We have stayed in many other KOA campgrounds in Canada and the US and they all have met our standards.

Wayne


----------



## JimBo (Oct 20, 2003)

I never see or hear anything good about KOA's anymore and it's a shame because growing up they were the 'in' place to stay. Most of them in my experience now allow longterm permanent nasty live in's trailers etc. Who owns the name and franchise rights? Maybe we should buy them out and revitalize the brand....


----------



## Camping Fan (Dec 18, 2005)

JimBo said:


> I never see or hear anything good about KOA's anymore and it's a shame because growing up they were the 'in' place to stay. Most of them in my experience now allow longterm permanent nasty live in's trailers etc. Who owns the name and franchise rights? Maybe we should buy them out and revitalize the brand....
> [snapback]130418[/snapback]​


I can't speak to the KOA's in Georgia, but any of the KOA's I have stayed at in Michigan are very well kept up and if there are seasonal trailers those lots are kept up nicely as well. IMO it's unfair to generalize all KOA's, or any other campground chain for that matter, as being rundown. It's really a matter of how well the individual owners of a particular campground do at keeping things looking nice and enforcing the rules. The KOA headquarters is interested in feed back on their campgrounds, so if anyone has a bad experience at one be sure you let the headquarters know about it.


----------



## Oregon_Camper (Sep 13, 2004)

Sorry about the bikes Ed.
















Can't wait for your detailed trip report once you get back.


----------



## PDX_Doug (Nov 16, 2004)

Oregon_Camper said:


> Sorry about the bikes Ed.Â
> 
> 
> 
> ...


Jim,

You can follow along with his blog by going to this thread, and following the instructions.
It dosen't get any more detailed than that! What a great job Ed, Ellen and the dog have been doing documenting this epic journey!









Happy Trails,
Doug

Post edited 7.17.06 @ 7:00AM PDT


----------



## Oregon_Camper (Sep 13, 2004)

PDX_Doug said:


> Oregon_Camper said:
> 
> 
> > Sorry about the bikes Ed.Â
> ...


Thanks Doug....just read all of it. Great stuff..sans the bike issue of course.


----------



## nonny (Aug 14, 2005)

That's a super cool idea, blogging the trip, but it sure makes me wish you brought me along! Really sorry to hear you guys lost your bikes!
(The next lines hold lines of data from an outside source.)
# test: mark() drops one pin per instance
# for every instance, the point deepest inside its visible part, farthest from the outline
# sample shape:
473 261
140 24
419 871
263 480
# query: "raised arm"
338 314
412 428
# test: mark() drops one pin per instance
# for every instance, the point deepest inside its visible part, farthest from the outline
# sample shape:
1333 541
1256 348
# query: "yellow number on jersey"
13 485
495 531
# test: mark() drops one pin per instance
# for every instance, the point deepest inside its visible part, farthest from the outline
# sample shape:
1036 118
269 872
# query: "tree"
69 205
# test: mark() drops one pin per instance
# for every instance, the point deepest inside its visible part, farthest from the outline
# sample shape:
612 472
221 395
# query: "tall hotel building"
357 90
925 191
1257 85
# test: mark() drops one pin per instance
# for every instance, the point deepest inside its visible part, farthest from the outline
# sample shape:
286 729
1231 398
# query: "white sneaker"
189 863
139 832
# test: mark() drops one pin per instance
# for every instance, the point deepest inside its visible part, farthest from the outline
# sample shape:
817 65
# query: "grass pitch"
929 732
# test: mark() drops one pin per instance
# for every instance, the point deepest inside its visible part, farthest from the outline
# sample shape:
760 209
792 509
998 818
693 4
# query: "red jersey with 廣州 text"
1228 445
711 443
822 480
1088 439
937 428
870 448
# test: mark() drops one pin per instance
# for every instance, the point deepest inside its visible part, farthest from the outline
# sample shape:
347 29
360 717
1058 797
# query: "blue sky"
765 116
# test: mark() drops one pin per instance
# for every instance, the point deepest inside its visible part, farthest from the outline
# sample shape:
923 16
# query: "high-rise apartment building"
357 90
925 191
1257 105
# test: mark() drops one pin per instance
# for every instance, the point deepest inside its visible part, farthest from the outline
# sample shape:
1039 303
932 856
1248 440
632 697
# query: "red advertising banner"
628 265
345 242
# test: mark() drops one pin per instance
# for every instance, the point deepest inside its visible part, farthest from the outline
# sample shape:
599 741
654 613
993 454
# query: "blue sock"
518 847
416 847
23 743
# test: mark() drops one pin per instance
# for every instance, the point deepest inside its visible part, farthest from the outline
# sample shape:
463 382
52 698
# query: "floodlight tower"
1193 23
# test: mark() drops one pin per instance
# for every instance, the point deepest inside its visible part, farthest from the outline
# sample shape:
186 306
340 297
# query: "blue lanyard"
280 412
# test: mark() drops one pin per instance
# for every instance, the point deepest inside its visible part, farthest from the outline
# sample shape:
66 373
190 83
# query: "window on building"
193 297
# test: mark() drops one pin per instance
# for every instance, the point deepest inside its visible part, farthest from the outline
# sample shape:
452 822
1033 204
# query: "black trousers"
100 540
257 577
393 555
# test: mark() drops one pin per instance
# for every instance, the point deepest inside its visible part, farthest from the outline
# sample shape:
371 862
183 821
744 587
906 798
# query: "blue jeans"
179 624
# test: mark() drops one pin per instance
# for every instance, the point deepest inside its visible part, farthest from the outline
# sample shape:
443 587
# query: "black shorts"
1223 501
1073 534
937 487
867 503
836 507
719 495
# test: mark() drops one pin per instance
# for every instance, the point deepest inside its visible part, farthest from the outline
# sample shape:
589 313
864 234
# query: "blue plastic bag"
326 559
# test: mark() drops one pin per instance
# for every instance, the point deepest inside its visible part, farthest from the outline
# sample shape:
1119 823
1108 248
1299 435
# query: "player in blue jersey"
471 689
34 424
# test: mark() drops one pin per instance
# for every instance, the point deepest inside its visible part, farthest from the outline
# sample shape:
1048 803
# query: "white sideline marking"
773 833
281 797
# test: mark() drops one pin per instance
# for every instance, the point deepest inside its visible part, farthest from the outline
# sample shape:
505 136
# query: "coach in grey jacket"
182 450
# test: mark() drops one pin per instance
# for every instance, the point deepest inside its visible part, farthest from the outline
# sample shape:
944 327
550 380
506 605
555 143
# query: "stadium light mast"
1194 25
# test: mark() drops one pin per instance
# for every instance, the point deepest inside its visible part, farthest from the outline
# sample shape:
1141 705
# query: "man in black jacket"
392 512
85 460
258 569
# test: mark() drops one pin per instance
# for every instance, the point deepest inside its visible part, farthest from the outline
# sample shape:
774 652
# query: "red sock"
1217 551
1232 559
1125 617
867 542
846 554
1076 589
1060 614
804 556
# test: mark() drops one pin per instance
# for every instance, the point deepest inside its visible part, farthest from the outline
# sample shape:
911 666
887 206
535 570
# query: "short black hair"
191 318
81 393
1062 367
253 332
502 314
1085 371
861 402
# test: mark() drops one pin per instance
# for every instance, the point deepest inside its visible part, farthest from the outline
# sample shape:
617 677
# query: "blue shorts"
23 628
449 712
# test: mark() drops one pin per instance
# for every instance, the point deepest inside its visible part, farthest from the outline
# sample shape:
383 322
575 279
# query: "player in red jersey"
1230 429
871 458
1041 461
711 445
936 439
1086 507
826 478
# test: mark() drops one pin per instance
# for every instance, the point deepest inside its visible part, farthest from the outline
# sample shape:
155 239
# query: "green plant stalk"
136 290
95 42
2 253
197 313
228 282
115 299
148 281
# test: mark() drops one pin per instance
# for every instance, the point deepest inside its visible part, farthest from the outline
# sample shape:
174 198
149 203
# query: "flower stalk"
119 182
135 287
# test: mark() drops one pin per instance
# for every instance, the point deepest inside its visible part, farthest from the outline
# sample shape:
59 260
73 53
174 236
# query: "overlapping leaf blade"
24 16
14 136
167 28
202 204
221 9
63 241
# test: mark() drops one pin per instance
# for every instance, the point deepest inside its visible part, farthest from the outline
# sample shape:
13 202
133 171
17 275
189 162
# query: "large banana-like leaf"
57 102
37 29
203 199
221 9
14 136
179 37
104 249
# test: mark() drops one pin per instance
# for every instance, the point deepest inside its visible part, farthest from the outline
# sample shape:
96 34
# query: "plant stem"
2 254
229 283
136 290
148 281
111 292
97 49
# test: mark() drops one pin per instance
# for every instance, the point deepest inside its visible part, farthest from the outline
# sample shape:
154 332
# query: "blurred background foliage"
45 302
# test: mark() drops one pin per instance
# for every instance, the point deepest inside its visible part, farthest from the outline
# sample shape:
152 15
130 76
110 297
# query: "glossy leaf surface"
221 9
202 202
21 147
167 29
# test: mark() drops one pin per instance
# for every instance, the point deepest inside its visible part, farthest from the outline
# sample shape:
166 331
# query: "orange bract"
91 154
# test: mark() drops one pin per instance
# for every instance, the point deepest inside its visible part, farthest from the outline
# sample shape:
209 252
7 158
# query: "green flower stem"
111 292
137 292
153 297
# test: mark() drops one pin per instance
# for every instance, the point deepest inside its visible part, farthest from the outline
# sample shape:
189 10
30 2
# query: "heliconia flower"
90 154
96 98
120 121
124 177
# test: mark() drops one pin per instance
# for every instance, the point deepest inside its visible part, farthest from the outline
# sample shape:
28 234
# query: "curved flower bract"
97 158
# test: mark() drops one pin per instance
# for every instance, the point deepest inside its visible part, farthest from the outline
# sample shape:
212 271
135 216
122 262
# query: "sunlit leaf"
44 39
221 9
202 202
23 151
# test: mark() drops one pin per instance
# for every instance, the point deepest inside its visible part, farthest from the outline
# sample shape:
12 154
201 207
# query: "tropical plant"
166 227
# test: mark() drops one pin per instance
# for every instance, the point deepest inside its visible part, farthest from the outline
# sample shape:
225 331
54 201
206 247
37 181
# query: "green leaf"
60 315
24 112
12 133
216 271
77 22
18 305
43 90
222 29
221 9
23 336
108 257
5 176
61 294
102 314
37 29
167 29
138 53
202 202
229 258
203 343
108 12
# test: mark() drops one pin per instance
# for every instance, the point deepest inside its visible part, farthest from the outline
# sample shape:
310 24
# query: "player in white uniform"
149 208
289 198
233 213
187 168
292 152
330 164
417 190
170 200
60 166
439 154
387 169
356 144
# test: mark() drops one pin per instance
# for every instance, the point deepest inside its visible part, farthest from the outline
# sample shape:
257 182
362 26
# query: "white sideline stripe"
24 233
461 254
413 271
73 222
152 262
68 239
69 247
I wish you lots of wonderful experiences to make up for the bad! action


----------



## HootBob (Apr 26, 2004)

Camping Fan said:


> JimBo said:
> 
> 
> > I never see or hear anything good about KOA's anymore and it's a shame because growing up they were the 'in' place to stay. Most of them in my experience now allow longterm permanent nasty live in's trailers etc. Who owns the name and franchise rights? Maybe we should buy them out and revitalize the brand....
> ...


Very good point
All of the KOAs that we have stayed at were better than some of the private and state parks
Never have seen a bad KOA yet

Don


----------



## PDX_Doug (Nov 16, 2004)

Question... Are KOA campgrounds a membership deal? If so, can non-members stay at them (I would assume at a higher rate)? I can see times when they might be handy for us, like on a Land Cruise, but I don't see us using them enough to justify any kind of membership.

Happy Trails,
Doug


----------



## campmg (Dec 24, 2005)

You can get a KOA membership for just a few $'s. It gives a slight discount when staying at KOA's. I think it pays for itself after just a few nights. It's not necessary though.

The KOA in San Diego is first rate. Great staff, nice grounds, and decent spots. Too bad it's sold and will be closing next summer.


----------



## Oregon_Camper (Sep 13, 2004)

As a child we used to stay at KOA's on long road trips. Seem to remember some were really a good time (pool, game room, horse back riding, etc...)


----------



## Camping Fan (Dec 18, 2005)

PDX_Doug said:


> Question... Are KOA campgrounds a membership deal? If so, can non-members stay at them (I would assume at a higher rate)? I can see times when they might be handy for us, like on a Land Cruise, but I don't see us using them enough to justify any kind of membership.
> 
> Happy Trails,
> Doug
> [snapback]130698[/snapback]​


KOA campgrounds are not "membership" campgrounds. You can get a KOA Value Card if you want - I think it was around $15 for a 1 year card - but it's not necessary. The Value Card gives you a 10% discount for each night you stay at a KOA campground, so it doesn't take too many nights to pay for itself.

Many KOAs are located close to major highways, so they would work very well as overnight stops if you do a cross-country Land Cruise.


----------



## LarryTheOutback (Jun 15, 2005)

PDX_Doug said:


> Question... Are KOA campgrounds a membership deal?


No membership.

If you stay at a lot of KOA's in a year it's worth it to purchase a "Value Card" that gives you a discount.

Ed


----------